Nc886, a non-coding RNA, inhibits UVB-induced MMP-9 and COX-2 expression via the PKR pathway in human keratinocytes

Abstract

nc886, a long non-coding RNA (ncRNA) of 101 nucleotides in length, is known as a vault RNA or microRNA precursor. Despite the recent discovery that ncRNAs in the nucleus play a crucial role in regulating chromosomal transformation and transcription, only a few studies have focused on the function of ncRNAs in the cytoplasm, such as nc886. Several studies have investigated the function of nc886 as a suppressor of carcinogenesis and inflammation in different cancer cell types; however, its role in the skin has yet to be clearly elucidated. The two RNA binding sites for protein kinase RNA-activated (PKR) are located in the central region of the stable structure of nc886, which competes with other double-stranded RNA species. Successful binding results in decreased PKR activity.

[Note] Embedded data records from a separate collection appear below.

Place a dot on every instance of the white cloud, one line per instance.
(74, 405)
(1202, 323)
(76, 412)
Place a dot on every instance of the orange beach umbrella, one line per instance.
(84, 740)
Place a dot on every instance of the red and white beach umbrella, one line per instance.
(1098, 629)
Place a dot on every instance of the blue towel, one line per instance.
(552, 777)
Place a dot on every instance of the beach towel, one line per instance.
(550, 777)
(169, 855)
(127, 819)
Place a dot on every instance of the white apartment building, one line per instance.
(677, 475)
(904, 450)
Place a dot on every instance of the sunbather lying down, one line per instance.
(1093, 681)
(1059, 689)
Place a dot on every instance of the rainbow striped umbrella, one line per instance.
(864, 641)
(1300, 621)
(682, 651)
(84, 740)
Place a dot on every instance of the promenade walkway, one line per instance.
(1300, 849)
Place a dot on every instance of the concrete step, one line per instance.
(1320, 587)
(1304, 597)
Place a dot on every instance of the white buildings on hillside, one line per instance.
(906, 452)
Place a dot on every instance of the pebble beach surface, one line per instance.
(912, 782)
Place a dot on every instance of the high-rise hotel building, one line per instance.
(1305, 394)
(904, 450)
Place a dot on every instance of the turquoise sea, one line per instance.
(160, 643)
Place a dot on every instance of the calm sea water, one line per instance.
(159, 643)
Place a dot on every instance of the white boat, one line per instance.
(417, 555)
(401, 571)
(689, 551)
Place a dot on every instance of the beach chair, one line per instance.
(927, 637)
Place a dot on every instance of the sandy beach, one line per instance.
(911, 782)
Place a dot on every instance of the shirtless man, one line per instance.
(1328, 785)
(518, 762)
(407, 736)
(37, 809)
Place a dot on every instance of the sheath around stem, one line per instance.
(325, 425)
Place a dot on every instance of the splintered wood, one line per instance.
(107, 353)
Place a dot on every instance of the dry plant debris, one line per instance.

Among changes in skin cells induced by ultraviolet B (UVB) radiation, nc886 expression decreases, whereas PKR phosphorylation via mitogen-activated protein kinases (MAPKs) increases. Reduced nc886 expression leads to uncontrolled PKR activity and increases in the expression of inflammatory cytokines, matrix metalloproteinase-9 (MMP-9), type IV collagenase, and cyclooxygenase (COX-2), which ultimately accelerate inflammatory responses and skin aging. The present study investigated the regulatory mechanism associated with PKR activity and nc886–PKR binding in skin cell aging and inflammation. These results suggest a role for nc886 in controlling photoaging and inflammation in skin cells.